As an amateur organisation, the GAA may feel a justifiable aversion to any such professional comparisons, even if players and managers are constantly making that comparison for themselves – and rightly so, given the eating and drinking and sleeping of football and hurling. The truth is none of the performances in Croke Park in recent weeks would have felt out of place inside the Olympic Stadium.

Of course, most of them also have families and jobs to return home to, but there is still the sense the GAA might be missing a trick here. There is no reason why it couldn’t “reimburse” players for a proper All-Ireland media event in Croke Park, just as it does for every other commercial or corporate activity during the year. That way, player access would reach a level in keeping with the event’s magnitude. Dublin may not be the All Blacks and this may not be the Super Bowl or AFL Grand Final, but why not treat it that way?

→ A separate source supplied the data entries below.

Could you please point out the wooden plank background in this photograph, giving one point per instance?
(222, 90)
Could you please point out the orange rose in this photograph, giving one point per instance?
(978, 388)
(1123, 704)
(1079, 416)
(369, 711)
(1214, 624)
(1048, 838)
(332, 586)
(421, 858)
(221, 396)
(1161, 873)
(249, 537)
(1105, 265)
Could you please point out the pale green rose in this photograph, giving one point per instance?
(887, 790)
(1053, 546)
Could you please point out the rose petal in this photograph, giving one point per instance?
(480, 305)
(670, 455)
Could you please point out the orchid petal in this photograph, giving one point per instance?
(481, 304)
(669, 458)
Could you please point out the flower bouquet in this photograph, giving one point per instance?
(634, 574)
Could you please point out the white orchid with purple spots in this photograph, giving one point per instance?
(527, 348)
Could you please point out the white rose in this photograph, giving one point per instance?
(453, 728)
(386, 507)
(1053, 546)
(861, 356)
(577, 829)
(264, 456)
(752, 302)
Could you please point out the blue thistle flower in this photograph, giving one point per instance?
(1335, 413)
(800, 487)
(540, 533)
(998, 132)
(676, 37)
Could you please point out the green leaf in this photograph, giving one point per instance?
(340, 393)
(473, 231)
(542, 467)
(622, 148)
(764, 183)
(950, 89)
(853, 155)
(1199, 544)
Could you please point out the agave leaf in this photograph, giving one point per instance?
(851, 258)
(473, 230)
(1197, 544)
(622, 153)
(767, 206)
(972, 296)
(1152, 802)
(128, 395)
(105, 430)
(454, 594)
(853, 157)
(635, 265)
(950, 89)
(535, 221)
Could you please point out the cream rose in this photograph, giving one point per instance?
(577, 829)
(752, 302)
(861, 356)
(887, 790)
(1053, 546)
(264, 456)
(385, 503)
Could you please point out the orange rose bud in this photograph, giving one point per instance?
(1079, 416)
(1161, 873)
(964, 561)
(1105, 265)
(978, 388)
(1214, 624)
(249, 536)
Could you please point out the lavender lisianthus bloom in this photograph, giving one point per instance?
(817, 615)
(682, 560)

It shouldn’t just be before big games either: after last Sunday’s hurling final, which apparently left some grown men with tears running down their faces, we were presented with one player from champions Tipperary (Séamus Callanan) and none from Kilkenny. (There was also that bloody curse from John ‘Bubbles’ O’Dwyer, live on TV straight afterwards, only he’s hardly to blame for that, given he had been gagged for the entire year.)

Some people probably think newspaper print is past its sell-by date anyway, that they don’t even wrap up fish and chips in it any more. Or maybe, as GAA president Aogán Ó Fearghaíl, put it this week, “there is no automatic right for everybody to see every game”, and that the GAA’s own media rights intend to keep it that way.

That actually meant more than half the games involving Mayo this summer could only be seen by people who've paid up in full for Sky Sports, and God knows how the players must feel about that.